Future Perfect Continuous (future lasting complete, F. Perf. Contin.) wordt gebruikt om een actie te beschrijven die de komende tijd tot een bepaald moment moet duren of, omgekeerd, cvan een moment. Een dergelijke constructie beschrijft vaak een handeling die wordt uitgevoerd vanuit een bepaald motief, met een directe of indirecte aanduiding van de reden. Het vormingsschema voor zo'n werkwoord is een servicepart /be/ in de vorm F. Perf. met de toevoeging van Deelwoord I.

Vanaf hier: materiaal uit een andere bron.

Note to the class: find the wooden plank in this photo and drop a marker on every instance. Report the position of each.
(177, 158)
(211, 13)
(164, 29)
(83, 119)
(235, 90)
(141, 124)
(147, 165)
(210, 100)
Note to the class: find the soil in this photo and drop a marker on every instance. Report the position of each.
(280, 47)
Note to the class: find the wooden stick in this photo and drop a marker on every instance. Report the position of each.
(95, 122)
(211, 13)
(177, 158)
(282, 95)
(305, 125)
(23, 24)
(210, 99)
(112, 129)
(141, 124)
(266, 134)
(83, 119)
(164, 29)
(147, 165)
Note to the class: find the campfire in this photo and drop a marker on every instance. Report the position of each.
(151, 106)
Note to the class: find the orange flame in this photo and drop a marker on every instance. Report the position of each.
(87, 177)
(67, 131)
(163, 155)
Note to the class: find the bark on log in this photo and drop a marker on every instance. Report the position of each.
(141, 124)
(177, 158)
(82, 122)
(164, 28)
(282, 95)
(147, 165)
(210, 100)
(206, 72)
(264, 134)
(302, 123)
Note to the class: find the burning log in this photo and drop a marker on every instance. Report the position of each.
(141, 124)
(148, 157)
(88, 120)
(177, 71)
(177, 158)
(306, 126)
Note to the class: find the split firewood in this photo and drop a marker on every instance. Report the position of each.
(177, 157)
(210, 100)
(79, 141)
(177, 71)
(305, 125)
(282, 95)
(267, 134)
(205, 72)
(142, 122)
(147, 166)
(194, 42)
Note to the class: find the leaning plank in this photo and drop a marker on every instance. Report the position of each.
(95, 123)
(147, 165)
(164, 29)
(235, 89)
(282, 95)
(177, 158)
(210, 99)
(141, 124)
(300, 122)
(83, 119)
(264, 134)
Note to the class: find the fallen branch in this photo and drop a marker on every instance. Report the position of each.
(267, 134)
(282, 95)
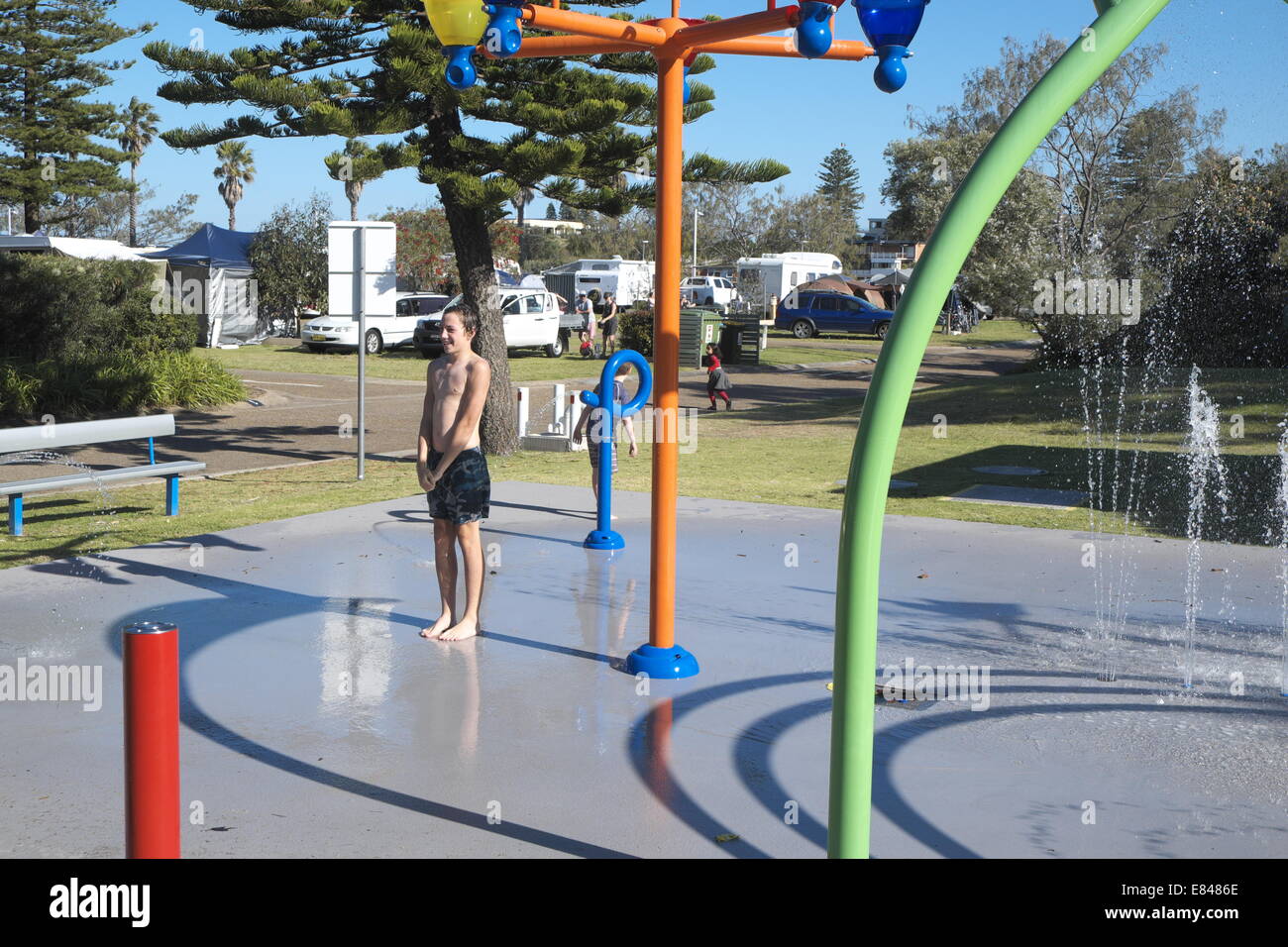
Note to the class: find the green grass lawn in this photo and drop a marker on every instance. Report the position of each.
(988, 333)
(789, 454)
(288, 355)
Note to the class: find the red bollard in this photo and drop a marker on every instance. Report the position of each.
(150, 654)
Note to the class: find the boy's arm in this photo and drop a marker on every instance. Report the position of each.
(581, 424)
(425, 437)
(468, 414)
(630, 433)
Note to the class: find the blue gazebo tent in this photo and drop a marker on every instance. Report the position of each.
(211, 277)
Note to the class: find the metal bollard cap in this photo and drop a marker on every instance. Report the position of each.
(149, 628)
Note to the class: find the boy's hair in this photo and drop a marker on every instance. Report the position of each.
(469, 318)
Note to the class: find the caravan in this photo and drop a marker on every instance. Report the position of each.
(768, 278)
(627, 279)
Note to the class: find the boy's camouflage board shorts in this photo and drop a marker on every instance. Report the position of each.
(464, 492)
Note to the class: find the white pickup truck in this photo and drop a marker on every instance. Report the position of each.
(532, 320)
(707, 290)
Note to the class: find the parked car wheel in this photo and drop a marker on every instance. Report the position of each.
(803, 329)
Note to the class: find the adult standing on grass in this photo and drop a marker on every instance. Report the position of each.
(452, 470)
(608, 324)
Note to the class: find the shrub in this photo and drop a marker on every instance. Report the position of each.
(635, 330)
(114, 384)
(59, 308)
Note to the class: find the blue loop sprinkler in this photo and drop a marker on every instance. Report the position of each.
(460, 67)
(502, 37)
(814, 29)
(890, 26)
(603, 536)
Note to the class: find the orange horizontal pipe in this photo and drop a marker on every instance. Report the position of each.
(585, 25)
(537, 47)
(784, 46)
(734, 27)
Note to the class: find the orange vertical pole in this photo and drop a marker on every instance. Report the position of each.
(666, 347)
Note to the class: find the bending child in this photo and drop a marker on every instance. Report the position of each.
(452, 470)
(599, 424)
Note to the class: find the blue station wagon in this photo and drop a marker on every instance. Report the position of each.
(806, 315)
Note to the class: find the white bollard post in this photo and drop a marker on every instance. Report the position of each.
(555, 414)
(523, 411)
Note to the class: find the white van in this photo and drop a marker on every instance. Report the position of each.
(382, 331)
(767, 278)
(531, 317)
(707, 290)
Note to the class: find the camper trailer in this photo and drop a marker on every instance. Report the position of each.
(627, 279)
(768, 278)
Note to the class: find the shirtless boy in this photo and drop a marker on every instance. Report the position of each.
(454, 472)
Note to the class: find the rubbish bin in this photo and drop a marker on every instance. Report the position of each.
(697, 329)
(739, 339)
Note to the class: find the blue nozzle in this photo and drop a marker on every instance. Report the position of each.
(892, 73)
(814, 29)
(460, 67)
(502, 37)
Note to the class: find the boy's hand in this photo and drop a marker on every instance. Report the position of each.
(425, 475)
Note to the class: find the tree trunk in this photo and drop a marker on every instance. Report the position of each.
(134, 200)
(473, 245)
(522, 205)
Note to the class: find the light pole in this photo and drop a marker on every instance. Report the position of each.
(696, 215)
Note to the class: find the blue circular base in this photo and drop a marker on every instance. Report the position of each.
(662, 663)
(604, 539)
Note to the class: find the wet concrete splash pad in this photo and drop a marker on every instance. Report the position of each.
(317, 723)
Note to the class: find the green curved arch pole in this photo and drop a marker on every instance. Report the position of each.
(872, 462)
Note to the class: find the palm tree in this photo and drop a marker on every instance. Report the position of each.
(356, 165)
(141, 128)
(236, 167)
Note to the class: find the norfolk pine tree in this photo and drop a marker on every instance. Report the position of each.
(53, 142)
(838, 180)
(374, 67)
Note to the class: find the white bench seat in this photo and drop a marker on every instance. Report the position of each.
(78, 433)
(120, 474)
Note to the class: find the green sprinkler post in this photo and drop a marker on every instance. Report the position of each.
(872, 462)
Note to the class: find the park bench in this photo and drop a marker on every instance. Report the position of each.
(78, 433)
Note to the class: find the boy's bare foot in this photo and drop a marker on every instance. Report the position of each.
(442, 624)
(465, 628)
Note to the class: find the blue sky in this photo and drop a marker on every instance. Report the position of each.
(794, 111)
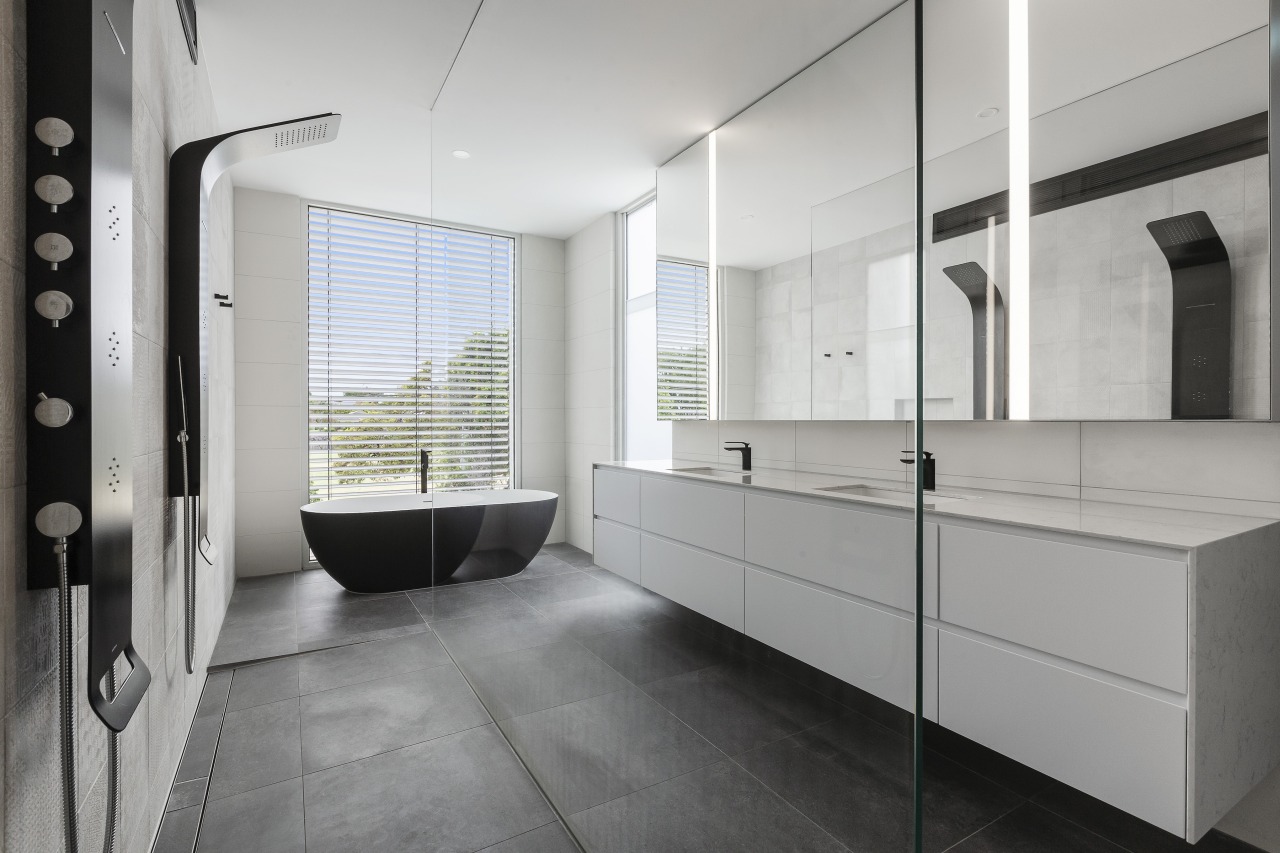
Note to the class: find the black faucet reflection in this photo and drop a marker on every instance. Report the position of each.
(745, 450)
(928, 473)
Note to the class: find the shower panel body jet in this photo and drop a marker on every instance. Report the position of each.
(1201, 315)
(974, 283)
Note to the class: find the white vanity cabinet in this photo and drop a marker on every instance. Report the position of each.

Future Past Werkwoorden (F. I. T. P.)
Toekomst in het verleden Onbepaald (de toekomst in het verleden is gewoon, F. I. T. P. Indef.) betekent dat er een actie moet plaatsvinden, zonder kenmerken van voltooiing of duur. Deze werkwoorden worden gevormd uit de woorden /should/would/ (afhankelijk van de persoon) en de infinitief zonder /to/.
Future In The Past Continuous (future in the past lasting, F. I. T. P. Contin.) spreekt van een actie die had moeten duren, zonder de kenmerken van zijn volledigheid. Voor deze vorm van het werkwoord ziet het compositieschema eruit als /be/ in de vorm F. I. T. P. Indef. en onvoltooid deelwoorden (Deel. I).

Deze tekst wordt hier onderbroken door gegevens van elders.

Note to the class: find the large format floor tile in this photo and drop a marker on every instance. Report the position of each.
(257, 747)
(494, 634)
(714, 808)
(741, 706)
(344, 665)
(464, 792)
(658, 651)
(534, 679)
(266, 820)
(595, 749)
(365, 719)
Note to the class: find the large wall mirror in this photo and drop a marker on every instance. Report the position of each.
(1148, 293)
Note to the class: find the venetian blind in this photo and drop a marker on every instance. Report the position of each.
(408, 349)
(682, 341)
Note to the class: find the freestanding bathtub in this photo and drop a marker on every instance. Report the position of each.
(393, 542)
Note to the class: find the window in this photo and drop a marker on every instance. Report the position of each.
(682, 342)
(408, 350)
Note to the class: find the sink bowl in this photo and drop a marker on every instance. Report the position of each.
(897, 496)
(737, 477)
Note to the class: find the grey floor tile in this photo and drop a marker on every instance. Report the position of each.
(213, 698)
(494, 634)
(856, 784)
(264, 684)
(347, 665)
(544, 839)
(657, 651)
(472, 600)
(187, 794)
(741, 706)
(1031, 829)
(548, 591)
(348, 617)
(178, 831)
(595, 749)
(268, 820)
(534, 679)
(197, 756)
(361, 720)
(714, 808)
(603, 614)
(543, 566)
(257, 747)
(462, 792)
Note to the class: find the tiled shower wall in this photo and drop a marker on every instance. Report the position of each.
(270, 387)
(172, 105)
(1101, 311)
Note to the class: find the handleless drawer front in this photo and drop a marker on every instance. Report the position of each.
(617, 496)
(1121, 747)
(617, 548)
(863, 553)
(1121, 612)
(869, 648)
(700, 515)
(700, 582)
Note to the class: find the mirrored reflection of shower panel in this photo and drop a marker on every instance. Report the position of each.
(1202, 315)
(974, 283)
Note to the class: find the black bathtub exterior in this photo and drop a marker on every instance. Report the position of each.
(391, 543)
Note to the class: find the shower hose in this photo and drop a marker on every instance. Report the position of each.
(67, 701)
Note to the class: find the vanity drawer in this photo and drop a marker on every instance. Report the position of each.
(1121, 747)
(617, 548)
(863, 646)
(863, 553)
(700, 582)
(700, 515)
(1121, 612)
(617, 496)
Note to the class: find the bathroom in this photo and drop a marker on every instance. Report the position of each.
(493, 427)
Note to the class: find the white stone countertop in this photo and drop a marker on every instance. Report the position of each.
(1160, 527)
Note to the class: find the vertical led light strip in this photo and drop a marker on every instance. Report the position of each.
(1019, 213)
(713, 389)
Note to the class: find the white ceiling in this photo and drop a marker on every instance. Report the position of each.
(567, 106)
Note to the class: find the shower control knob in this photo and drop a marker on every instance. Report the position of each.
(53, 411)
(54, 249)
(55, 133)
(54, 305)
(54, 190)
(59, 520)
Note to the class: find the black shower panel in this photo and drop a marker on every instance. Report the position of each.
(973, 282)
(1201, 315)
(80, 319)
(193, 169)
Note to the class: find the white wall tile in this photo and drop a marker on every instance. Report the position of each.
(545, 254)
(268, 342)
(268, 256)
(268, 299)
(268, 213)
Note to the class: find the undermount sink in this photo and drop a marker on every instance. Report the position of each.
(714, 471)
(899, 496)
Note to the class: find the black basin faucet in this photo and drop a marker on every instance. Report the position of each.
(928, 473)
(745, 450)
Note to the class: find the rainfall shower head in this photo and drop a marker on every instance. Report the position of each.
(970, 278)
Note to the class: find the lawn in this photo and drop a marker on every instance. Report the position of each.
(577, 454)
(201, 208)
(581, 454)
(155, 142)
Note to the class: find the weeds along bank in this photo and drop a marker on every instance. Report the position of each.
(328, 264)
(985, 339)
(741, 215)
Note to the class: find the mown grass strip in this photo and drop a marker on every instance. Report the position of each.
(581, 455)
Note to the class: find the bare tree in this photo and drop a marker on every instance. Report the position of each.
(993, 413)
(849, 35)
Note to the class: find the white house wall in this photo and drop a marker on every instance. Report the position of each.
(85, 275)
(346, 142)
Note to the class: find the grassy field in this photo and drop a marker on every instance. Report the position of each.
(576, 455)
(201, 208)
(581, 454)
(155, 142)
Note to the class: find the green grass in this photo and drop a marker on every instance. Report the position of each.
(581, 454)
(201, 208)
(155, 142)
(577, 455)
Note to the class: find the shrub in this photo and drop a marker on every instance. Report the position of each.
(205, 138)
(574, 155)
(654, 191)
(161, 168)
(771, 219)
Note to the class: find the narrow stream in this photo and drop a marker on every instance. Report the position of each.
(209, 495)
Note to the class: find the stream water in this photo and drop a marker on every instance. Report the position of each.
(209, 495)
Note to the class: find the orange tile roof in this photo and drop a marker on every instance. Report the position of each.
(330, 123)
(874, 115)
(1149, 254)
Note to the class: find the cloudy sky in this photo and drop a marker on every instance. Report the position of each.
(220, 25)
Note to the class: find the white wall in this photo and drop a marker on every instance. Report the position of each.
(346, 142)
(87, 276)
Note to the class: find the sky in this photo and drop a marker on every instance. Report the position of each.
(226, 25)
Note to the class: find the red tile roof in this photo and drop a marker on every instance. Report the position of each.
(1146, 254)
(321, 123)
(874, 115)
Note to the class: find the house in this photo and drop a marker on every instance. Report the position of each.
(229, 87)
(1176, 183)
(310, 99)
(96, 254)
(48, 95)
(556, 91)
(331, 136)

Future In The Past Perfect (F. I. T. P. Perf.) legt een actie uit die had moeten eindigen. Om dit werkwoord samen te stellen tot /should/zould have/ voeg Participle II (bijwoord verleden tijd) toe.

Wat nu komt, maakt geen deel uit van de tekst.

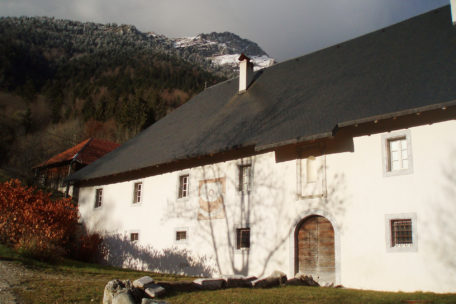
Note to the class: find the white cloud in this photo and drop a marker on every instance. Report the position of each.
(285, 29)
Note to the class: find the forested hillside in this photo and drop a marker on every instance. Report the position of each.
(63, 81)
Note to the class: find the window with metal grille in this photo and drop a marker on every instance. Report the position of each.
(397, 154)
(242, 238)
(183, 186)
(137, 193)
(401, 232)
(134, 236)
(98, 197)
(181, 235)
(245, 177)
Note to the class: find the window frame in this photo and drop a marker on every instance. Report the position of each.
(181, 229)
(135, 193)
(390, 246)
(180, 192)
(241, 177)
(98, 198)
(239, 240)
(134, 233)
(386, 143)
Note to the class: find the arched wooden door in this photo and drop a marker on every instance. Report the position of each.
(315, 253)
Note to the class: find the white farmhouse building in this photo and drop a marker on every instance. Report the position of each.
(340, 164)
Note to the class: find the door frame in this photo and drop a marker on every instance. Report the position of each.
(299, 219)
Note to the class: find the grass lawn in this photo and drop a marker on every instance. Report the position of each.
(75, 282)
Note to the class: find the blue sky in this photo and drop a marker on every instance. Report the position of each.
(283, 28)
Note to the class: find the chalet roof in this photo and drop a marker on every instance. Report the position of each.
(404, 68)
(85, 152)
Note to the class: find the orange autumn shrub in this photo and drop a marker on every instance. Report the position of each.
(32, 222)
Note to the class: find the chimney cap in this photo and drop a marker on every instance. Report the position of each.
(244, 57)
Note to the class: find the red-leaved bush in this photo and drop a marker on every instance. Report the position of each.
(32, 222)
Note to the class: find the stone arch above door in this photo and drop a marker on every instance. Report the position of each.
(315, 252)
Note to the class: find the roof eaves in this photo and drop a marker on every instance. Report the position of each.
(397, 114)
(292, 141)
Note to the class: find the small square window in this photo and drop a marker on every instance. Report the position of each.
(181, 235)
(397, 153)
(401, 232)
(134, 236)
(183, 186)
(98, 197)
(245, 177)
(242, 238)
(137, 195)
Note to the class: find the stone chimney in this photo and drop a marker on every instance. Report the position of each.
(453, 11)
(246, 72)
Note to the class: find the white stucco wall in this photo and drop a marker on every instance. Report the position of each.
(359, 200)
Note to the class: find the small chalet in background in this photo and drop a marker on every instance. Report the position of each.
(339, 164)
(52, 172)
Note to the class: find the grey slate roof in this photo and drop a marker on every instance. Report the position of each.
(406, 67)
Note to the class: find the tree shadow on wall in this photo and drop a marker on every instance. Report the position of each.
(122, 252)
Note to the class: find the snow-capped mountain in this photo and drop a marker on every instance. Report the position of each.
(224, 49)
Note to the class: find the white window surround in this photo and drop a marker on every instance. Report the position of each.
(241, 249)
(401, 248)
(178, 229)
(316, 186)
(98, 198)
(240, 163)
(130, 235)
(386, 139)
(178, 186)
(245, 177)
(133, 201)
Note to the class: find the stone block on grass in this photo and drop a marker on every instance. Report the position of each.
(143, 282)
(180, 286)
(211, 284)
(123, 298)
(154, 290)
(266, 282)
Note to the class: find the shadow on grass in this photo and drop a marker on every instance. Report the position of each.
(121, 252)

Future In The Past Perfect Continuous (Future in the past lasting complete, F. I. T. P. Perf. Contin.) toontdat een actie zou moeten duren en eindigen. De vorm van dit werkwoord wordt gevormd door het hulpwerkwoord /be/ in F. I. T. P. Perf. voor Partic. ik.
Vaste werkwoorden
Gewone Engelse werkwoorden vormen de verleden tijd door het einde /-ed/ toe te voegen. In een (eenvoudige) gerundium wordt de uitgang /-ing/ toegevoegd aan het werkwoord om het het karakter te geven van een doorlopende actie of een generaliserende tint, om alles wat erop lijkt door een enkele handeling over te brengen. De tabel met Engelse werkwoordsvormen wordt hieronder weergegeven.
Onregelmatige werkwoorden
Er zijn ook een aantal uitzonderingen die dit patroon niet volgen en die moeten worden onthouden. Niet elke tijdsvorm van een werkwoord in het Engels wordt gevormd door de uitgang /-ed/ te vervangen. Er zijn werkwoorden die in de verleden tijd en het deelwoord II een deel van de stam of het einde veranderen. Er zijn werkwoorden die volledig "reïncarneren", en er zijn werkwoorden die onveranderd blijven in alle drie de hypostasen.
De lijst met Engelse werkwoorden die verkeerd zijn gevormd, heeft 100 stukjes. Elk van hen heeft drie vormen, dus 300 werkwoorden worden verkregen. Aan de ene kant is het niet zo eenvoudig om zo'n groot aantal woorden te onthouden. Bovendien moet je ze constant in gedachten houden - immers, de tijden waarin werkwoorden van het tweede (Past Indefinite) en derde (Deel II) type nodig zijn, gebruiken we overal, en je moet bepalen in welk geval welke vorm te gebruiken, correct of incorrect, en indien fout, danspecifiek wat. Aan de andere kant zijn onregelmatige werkwoorden heel gewoon en worden ze zo vaak in spraak gebruikt (zowel in een unieke betekenis als als onderdeel van verschillende uitdrukkingen en constructies) dat we de meeste ervan leren kennen en Engels beginnen te leren.
Rekening houdend met het feit dat er onder hen modale en dienstwerkwoorden zijn, kunnen we zeggen dat onregelmatige werkwoorden echt de overhand hebben in spraak. De eerste plaats in termen van prevalentie wordt ingenomen door het werkwoord /to be/, (/be/, /was, were/, /been/), dat zowel in zijn eigen betekenis als als modaal werkwoord kan werken, en als een hulpdeel van de spraak. De meest gebruikte vormen zijn /be/, /being/, /been/, /am, is, are/, /was, were/, /will/ en /should, would/, echter, het totale werkwoord /to be / heeft 52 woordvormen, inclusief actieve en passieve stemmen, bevestigingen en ontkenningen.